Let’s begin with Nicola Peltz, the billionaire heiress and aspiring actress who ensnared Brooklyn Beckham, the eldest son of David and Victoria. Once just a model dabbling in photography and cooking, Brooklyn quickly became the accessory in his own relationship. Today, he’s best known for being “Nicola’s husband.” His career? Undefined. His identity? Absorbed.
And it’s not hard to draw the Meghan Markle parallel.
When Meghan met Prince Harry, he was the lovable, cheeky royal—the soldier, the bachelor, the spare. Within a few years, the transformation was complete: estranged from family, adrift in Montecito, podcasting about his trauma and watching his royal identity evaporate in California sun.
What Peltz and Markle appear to share is a masterful command of influence. They don’t just marry into powerful families—they redefine them. Suddenly, the spotlight shifts. The husbands begin to orbit the wives. The royal becomes the plus-one. The Beckham heir becomes Mr. Peltz.
Both women are beautiful, fashionable, and publicly claim to be misunderstood. Both had complicated relationships with their in-laws. Meghan famously split the royal family in two; Nicola reportedly clashed with Victoria Beckham over who would design her wedding dress—a petty feud that allegedly cast a shadow over the entire Peltz-Beckham wedding.
And the men? They follow, loyally, blindly, perhaps even gratefully. Both Brooklyn and Harry appear to have found a purpose in being protectors of their wives—champions of their narratives. They’ve become permanent residents in their partners’ worlds, not architects of their own.
There’s a tragedy in that.
Because whether you admire or resent Markle and Peltz, you must ask: what happens to the man who surrenders his identity to a relationship? Prince Harry was once beloved around the world. Today, many see him as a moaning ex-royal who traded duty for celebrity. Brooklyn Beckham, once tipped to follow his father into football or at least build a brand of his own, now seems permanently lost in his wife’s shadow.
Of course, there’s love in both stories. Let’s not be completely cynical. But love doesn’t require the total surrender of self. And in both cases, that’s what we’ve seen.
Nicola and Meghan have certainly mastered the playbook: marry rich, marry famous, become the main character. It’s a tale of reinvention—but only for one half of the couple.

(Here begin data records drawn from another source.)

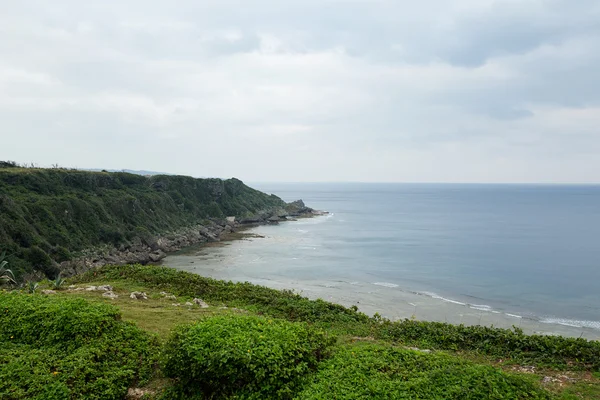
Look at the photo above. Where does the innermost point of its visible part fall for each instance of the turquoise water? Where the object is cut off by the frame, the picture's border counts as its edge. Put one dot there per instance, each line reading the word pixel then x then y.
pixel 516 250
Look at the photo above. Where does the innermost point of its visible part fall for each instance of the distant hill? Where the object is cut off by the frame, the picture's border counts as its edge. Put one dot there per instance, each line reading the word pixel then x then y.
pixel 130 171
pixel 47 214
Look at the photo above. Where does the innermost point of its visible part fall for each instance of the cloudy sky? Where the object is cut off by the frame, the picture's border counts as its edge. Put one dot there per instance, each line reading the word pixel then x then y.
pixel 327 90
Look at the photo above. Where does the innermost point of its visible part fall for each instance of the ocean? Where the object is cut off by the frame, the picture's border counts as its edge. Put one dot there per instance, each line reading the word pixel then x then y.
pixel 502 255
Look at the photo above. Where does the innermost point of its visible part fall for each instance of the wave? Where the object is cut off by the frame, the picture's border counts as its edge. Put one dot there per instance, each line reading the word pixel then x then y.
pixel 386 284
pixel 572 322
pixel 514 315
pixel 436 296
pixel 481 307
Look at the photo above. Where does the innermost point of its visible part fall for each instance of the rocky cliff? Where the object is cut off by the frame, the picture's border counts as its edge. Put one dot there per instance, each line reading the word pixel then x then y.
pixel 57 220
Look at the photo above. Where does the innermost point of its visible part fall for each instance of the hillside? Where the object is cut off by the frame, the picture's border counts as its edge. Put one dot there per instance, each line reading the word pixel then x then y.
pixel 48 215
pixel 151 332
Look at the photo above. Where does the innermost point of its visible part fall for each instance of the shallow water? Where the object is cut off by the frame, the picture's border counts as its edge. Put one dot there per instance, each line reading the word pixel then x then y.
pixel 499 255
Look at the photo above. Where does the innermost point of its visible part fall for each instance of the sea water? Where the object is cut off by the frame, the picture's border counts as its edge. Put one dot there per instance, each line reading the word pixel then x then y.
pixel 502 255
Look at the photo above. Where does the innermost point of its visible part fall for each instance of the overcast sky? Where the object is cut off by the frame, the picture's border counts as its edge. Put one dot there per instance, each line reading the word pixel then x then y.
pixel 327 90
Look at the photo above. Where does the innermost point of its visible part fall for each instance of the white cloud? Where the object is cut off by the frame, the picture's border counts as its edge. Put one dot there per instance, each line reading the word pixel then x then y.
pixel 315 90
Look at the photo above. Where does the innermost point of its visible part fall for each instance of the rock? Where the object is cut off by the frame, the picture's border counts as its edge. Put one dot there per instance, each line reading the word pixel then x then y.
pixel 157 255
pixel 138 296
pixel 548 379
pixel 200 303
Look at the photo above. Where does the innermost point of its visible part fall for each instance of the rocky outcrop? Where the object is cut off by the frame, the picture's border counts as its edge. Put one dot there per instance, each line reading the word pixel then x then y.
pixel 153 249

So what awaits Brooklyn and Harry? A future of endless Instagram posts, curated interviews, and documentary series about the pain of being famous. They will continue to be the support act in their own lives unless they find a way to reclaim their identities—not as husbands, but as individuals.
Until then, they remain reminders of a modern celebrity truth: sometimes, when you marry into power, you don’t rise—you disappear.
And somewhere in Montecito and Miami, two famous sons might be realizing just that.